The Muslim ethics course at the Averroès private high school already singled out in 2015

Grandeur and decadence. In March 2013, the Averroès private high school was in the spotlight: the Lille establishment had just obtained 100% of success in the baccalaureate. Located in the working-class district of Lille Sud, the first Muslim high school in France to be contracted (in 2008) was presented as a reference. A little more than ten years later, the prefect of the North has just ended the contract linking this Lille high school to the State. The subsidies must therefore stop from the start of the 2024 school year.

A new blow for the main Muslim high school in France, twenty years after its creation with the support of the former UOIF (now Muslims of France), in the wake of the ban on the veil in school places.

“Nest of hypocritical vipers”

The end of the subsidies follows the favorable opinion of an advisory commission chaired by the prefect, which examined, at the end of November, both the financing and the content of the Muslim ethics course. In 2015, a former philosophy professor at Averroès had already sounded the alarm on teaching methods. In a column entitled “Why I resigned from Averroès high school” and published in the newspaper Releasehe accused the high school officials of playing a “double game”, by showing, on the one hand, “a white paw in the media” and, on the other, by spreading “in a sneaky and pernicious way a conception of Islam which is none other than Islamism.”

Prosecuted for this position, the teacher was acquitted in February 2017 by the Nanterre criminal court. He was also the subject of legal proceedings for “defamation and non-public insult”, after having sent an email to his former colleagues, calling the management of Averroes a “nest of hypocritical vipers”. One of the colleagues forwarded the message to management who had filed the complaint shortly after.

“It is the victory of clarity over dissimulation”

Before the court, the teacher had notably affirmed that he could no longer “go and work in an establishment which did not apply the spirit of tolerance of the Muslim philosopher Averroes”, in the midst of the post-attack in Charlie Hebdo.

Convicted at first instance, then on appeal, the teacher ended up being acquitted, formally, by the Court of Cassation in 2018. In his fight, he was supported by Mohamed Louizi, essayist and former member of the Muslim Brotherhood. Today, the latter is delighted on X (formerly Twitter) about the prefecture’s decision. “It is the victory of clarity over dissimulation,” he writes.

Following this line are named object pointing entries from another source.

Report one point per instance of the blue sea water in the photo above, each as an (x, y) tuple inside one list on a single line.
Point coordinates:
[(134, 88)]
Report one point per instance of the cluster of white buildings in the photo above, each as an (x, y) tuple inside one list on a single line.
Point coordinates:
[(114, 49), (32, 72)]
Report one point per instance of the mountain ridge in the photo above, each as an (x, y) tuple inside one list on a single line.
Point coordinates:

At the time of this teacher’s denunciations, the rectorate had commissioned an inspection mission which had estimated that “the terms of the establishment’s contract with the State [étaient] generally respected”, but that it was necessary “to clarify the status and place of the religious in the establishment”.

Several National Education inspections

The rectorate had notably asked to “remove the ambiguities between the teaching of philosophy and the optional course in religious ethics”. Since then, National Education has carried out several other inspections, without finding grounds to call into question the association contract.

In a 2020 report, the General Inspectorate of National Education notably considered that “nothing” allowed us to believe “that teaching practices (…) do not [respectaient] not the values ​​of the Republic.” The prefecture ruled otherwise. High school officials announced at the end of November that they would take legal action if the contract was terminated.